On the far right side below are the dies, so you can see the template that I used. The middle and left rows are pieces of aluminum can that I cut out.
Overall, the dies did a good job cutting through the thin aluminum. However, I used jewelry files to smooth down the slightly rough edges around each piece. The center holes had to be gently pushed out of each flower after cutting.
Cutting Background Discs
You could just put your aluminum flowers together and punch a hole in one of the petals for the earwires, but I decided to cut some discs out of heavier gauge metal to make the entire piece a little sturdier. Below, you can see that I used some sheets of colored aluminum 24 gauge metal. They used to have these at Michaels, but I haven't seen them in awhile. You can use any heavier gauge sheet metal for this.
Coat the punch you want to use with cut lube, insert your metal sheet into the disc cutter (the one below has a sheet on the other side to balance it), and make sure the flat side of the punch is facing down toward the metal.
This is where the cheap model falls flat. You now have to hold the metal in place while you hammer it. Inevitably it takes two or three blows to cut through the metal, and it is very difficult to hold the metal precisely in place while hammering it. The more expensive disc cutter will hold the metal in place for you, leading to much cleaner cuts.
Here are some circle templates you can use to find the right spot to punch holes in your discs for a variety of earring options. The link above is a pdf version of the image below.
Coloring Your Aluminum Flowers
For another set of flowers, I used Spectrum Noir markers in a variety of blues and greens.

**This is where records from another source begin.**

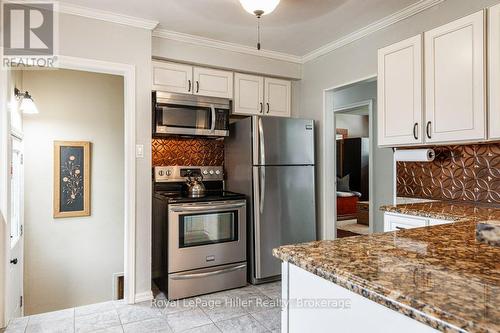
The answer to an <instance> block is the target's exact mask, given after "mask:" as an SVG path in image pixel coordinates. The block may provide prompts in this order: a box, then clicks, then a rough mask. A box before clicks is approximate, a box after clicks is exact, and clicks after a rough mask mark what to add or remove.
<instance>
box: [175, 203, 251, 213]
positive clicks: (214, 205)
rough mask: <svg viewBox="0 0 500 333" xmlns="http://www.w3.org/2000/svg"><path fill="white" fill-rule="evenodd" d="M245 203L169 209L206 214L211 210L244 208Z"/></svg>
mask: <svg viewBox="0 0 500 333" xmlns="http://www.w3.org/2000/svg"><path fill="white" fill-rule="evenodd" d="M245 205H246V204H245V203H243V202H242V203H237V204H229V205H228V204H221V205H210V206H193V207H187V206H174V207H171V208H170V210H171V211H172V212H208V211H213V210H221V209H224V210H226V209H232V208H240V207H245Z"/></svg>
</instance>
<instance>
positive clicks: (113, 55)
mask: <svg viewBox="0 0 500 333" xmlns="http://www.w3.org/2000/svg"><path fill="white" fill-rule="evenodd" d="M59 32H60V40H59V48H60V54H61V55H65V56H73V57H80V58H90V59H96V60H103V61H110V62H117V63H123V64H131V65H134V66H135V77H136V142H137V144H142V145H144V158H138V159H136V182H137V184H136V193H135V197H136V276H135V279H136V281H135V287H136V294H139V295H146V294H150V293H151V31H150V30H147V29H141V28H134V27H130V26H125V25H122V24H115V23H110V22H104V21H99V20H94V19H90V18H85V17H80V16H75V15H68V14H61V15H60V18H59Z"/></svg>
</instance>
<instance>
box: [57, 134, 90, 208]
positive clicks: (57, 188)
mask: <svg viewBox="0 0 500 333" xmlns="http://www.w3.org/2000/svg"><path fill="white" fill-rule="evenodd" d="M90 150H91V143H90V142H89V141H54V212H53V215H54V218H64V217H81V216H90V214H91V212H90V177H91V174H90V160H91V159H90V157H91V156H90V154H91V151H90Z"/></svg>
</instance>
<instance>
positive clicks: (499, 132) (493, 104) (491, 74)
mask: <svg viewBox="0 0 500 333" xmlns="http://www.w3.org/2000/svg"><path fill="white" fill-rule="evenodd" d="M488 22H489V23H488V24H489V26H488V36H489V37H488V38H489V39H488V50H489V57H488V59H489V69H488V75H489V94H488V96H489V106H488V111H489V113H488V114H489V138H490V139H495V140H498V139H500V94H499V93H498V92H499V91H500V5H496V6H493V7H491V8H490V9H489V20H488Z"/></svg>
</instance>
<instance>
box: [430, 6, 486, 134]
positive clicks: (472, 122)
mask: <svg viewBox="0 0 500 333" xmlns="http://www.w3.org/2000/svg"><path fill="white" fill-rule="evenodd" d="M484 24H485V19H484V11H480V12H478V13H475V14H472V15H469V16H467V17H464V18H462V19H459V20H456V21H454V22H451V23H449V24H446V25H443V26H441V27H438V28H436V29H433V30H431V31H428V32H426V33H425V37H424V40H425V59H424V61H425V120H426V124H425V136H426V138H425V141H426V142H429V143H437V142H439V143H443V142H459V141H477V140H484V139H486V108H485V84H484V82H485V31H484V30H485V29H484Z"/></svg>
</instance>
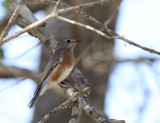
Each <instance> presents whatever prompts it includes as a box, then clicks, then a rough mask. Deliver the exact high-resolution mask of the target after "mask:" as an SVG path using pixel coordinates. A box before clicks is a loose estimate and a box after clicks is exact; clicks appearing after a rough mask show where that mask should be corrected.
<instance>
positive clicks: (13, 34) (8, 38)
mask: <svg viewBox="0 0 160 123" xmlns="http://www.w3.org/2000/svg"><path fill="white" fill-rule="evenodd" d="M113 1H119V0H100V1H94V2H89V3H84V4H80V5H77V6H73V7H69V8H66V9H59V10H58V11H57V12H56V14H55V13H51V14H50V15H48V16H46V17H45V18H43V19H42V20H40V21H37V22H35V23H33V24H31V25H29V26H27V27H26V28H24V29H23V30H20V31H18V32H15V33H14V34H12V35H10V36H8V37H6V38H4V39H3V40H1V41H0V46H2V45H3V44H4V43H6V42H7V41H9V40H11V39H13V38H15V37H18V36H19V35H21V34H23V33H25V32H28V31H30V30H31V29H34V28H36V27H38V26H40V25H41V24H43V23H45V22H46V21H49V20H51V19H53V18H55V17H56V16H57V15H62V14H64V13H67V12H71V11H76V10H77V9H82V8H88V7H93V6H95V5H102V4H104V3H109V2H113Z"/></svg>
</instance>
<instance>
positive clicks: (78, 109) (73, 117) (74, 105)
mask: <svg viewBox="0 0 160 123" xmlns="http://www.w3.org/2000/svg"><path fill="white" fill-rule="evenodd" d="M81 115H82V108H81V107H79V104H77V105H74V106H73V107H72V119H70V121H69V123H79V122H80V119H81Z"/></svg>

I wanted a mottled effect, so I just dabbed at each flower with the larger side of the marker, and I let the ink pool however it wanted to.
Here are the components of each set of earrings. I decided to have the design from the can facing outward on one set of earrings. On one of my previous posts, a reader mentioned using Arizona iced tea cans, which would probably look very nice.
Becuase the alcohol ink can rub off of metal over time, I coated the flowers with glossy accents. I only put one coat on the blue flowers, but I put three coats on the pink flowers, and you can see how it builds up to give a glossy domed effect.
Putting it All Together
Here you can see that I've stacked the flowers, and they're ready to come together with the discs. I tried a few different things here. Initially, I tried snap on rivets, but they were too large, and I couldn't enlarge the holes in the centers of the flowers any more without making them too flimsy. I tried using the kind of rivets that you hammer, but I've never had much luck with those. And then I found a great article on cold connections in jewelry-making that mentioned using tiny nuts and bolts.
I was so excited to discover these tiny nuts and bolts! I wish I knew about their existence earlier. I have often tried to hold together resin and polymer clay pieces in my jewelry, and when I try to use regular rivets, I end up cracking the piece or hammering the rivet crooked. While these look a little industrial, they're super easy to use, and you don't have to worry about damaging your jewelry.
The holes in the flowers were a little too large for the bolt, and it kept slipping through, so I had to add an extra nut in the front of the piece as well as in the back.
I just used my fingers to screw the nut into place, and pliers to snug it up to the back of the disc. I applied a thin layer of G-S hypo cement at the base of the bolt to help hold the nut in place. You'll also need some heavy-duty wire cutters to trim down the bolt in the back, and then the rough edges will need to be filed down.